Odds = \(\frac{p}{1-p}\)

If the probability of winning a bet is = 2/3, what are the odds of winning?

odds = \(\frac{p}{1-p}\) = (2/3 \(\div\) 1/3) = 2 (or “2 to 1”).

Relationship between probability (p), odds, and log odds.
log odds \(= \log\Big(\frac{p}{1-p}\Big)\) -6.907 -1.386 0.0 1.386 6.907
odds \(= \frac{p}{1-p}\) 0.001 0.250 1.0 4.000 999.000
p 0.001 0.200 0.5 0.800 0.999

Odds can vary between 0 and \(\infty\), so log(odds) can live on \(-\infty\) to \(\infty\).

Odds Ratios: \(\exp(\beta)\)

Consider a regression coefficient for a categorical variable:

\[logit(p_i) = log(\frac{p_i}{1-p_i}) = \beta_0 + \beta_1I(group=B)_i\]

\(I(group=B)_i\) = 1 if observation \(i\) is from Group B and 0 if Group A

  • Odds for group B = \(\frac{p_B}{1-p_B} = \exp(\beta_0+\beta_1)\)
  • Odds for group A = \(\frac{p_A}{1-p_A} = \exp(\beta_0)\)

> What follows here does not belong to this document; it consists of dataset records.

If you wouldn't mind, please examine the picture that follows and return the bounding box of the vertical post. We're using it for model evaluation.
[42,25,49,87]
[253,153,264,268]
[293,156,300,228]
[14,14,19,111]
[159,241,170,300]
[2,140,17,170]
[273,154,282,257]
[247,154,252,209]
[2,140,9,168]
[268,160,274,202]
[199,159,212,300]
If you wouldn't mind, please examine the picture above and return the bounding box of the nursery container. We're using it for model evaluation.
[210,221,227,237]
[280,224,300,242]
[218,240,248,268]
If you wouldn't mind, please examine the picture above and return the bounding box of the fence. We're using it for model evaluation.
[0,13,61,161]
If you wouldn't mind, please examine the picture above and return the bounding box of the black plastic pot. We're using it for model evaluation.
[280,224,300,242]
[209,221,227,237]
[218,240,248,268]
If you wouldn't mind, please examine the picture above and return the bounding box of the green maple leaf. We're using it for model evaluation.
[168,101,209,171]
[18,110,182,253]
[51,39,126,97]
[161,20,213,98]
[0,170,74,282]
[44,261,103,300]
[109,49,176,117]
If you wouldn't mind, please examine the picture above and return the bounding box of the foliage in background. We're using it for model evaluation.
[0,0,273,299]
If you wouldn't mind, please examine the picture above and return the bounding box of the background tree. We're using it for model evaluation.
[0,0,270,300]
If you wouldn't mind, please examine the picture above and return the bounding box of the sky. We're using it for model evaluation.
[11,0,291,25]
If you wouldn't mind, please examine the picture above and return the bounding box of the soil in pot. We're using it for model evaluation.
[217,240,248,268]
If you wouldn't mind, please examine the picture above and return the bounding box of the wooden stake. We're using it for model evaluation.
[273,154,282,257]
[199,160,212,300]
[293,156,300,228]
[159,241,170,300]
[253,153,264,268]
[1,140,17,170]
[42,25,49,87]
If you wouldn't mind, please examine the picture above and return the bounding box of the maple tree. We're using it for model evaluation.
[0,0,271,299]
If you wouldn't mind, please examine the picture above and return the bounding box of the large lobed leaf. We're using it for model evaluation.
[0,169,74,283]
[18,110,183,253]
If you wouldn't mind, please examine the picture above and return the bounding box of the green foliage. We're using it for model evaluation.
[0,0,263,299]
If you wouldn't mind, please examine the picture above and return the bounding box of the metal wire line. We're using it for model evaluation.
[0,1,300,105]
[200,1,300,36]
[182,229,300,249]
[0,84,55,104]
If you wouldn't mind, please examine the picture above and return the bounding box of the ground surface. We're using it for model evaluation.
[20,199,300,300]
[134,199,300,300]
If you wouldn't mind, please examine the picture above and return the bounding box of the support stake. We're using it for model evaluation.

Consider the ratio of these odds:

\[\frac{\frac{p_B}{1-p_B}}{\frac{p_A}{1-p_A}} = \frac{\exp(\beta_0+\beta_1)}{\exp(\beta_0)} =\frac{e^{\beta_0}e^{\beta_1}}{e^{\beta_0}}= \exp(\beta_1)\]

So, \(\exp(\beta_1)\) gives an odds ratio (or ratio of odds) for Group B relative to group A.

Odds Ratios: \(\exp(\beta)\)

Consider a continuous predictor, \(X\):

\[logit(p_i) = log(\frac{p_i}{1-p_i}) = \beta_0 + \beta_1X_i\]

\(\beta_1\) gives the change in log odds per unit change in \(X\).

  • Odds when \(X_{i} = a\) is given by \(\frac{p_i}{1-p_i} = \exp(\beta_0+\beta_1 a)\)
  • Odds when \(X_{j} = a+1\) is given by \(\frac{p_j}{1-p_j} = \exp(\beta_0+\beta_1 (a+1))\)

Consider the ratio of these odds:

\[\frac{\frac{p_j}{1-p_j}}{\frac{p_i}{1-p_i}} = \frac{\exp(\beta_0+\beta_1(a+1))}{\exp(\beta_0+\beta_1 a)} = \frac{e^{\beta_0}e^{\beta_1a}e^{\beta_1}}{e^{\beta_0}e^{\beta_1 a}}= \exp(\beta_1)\]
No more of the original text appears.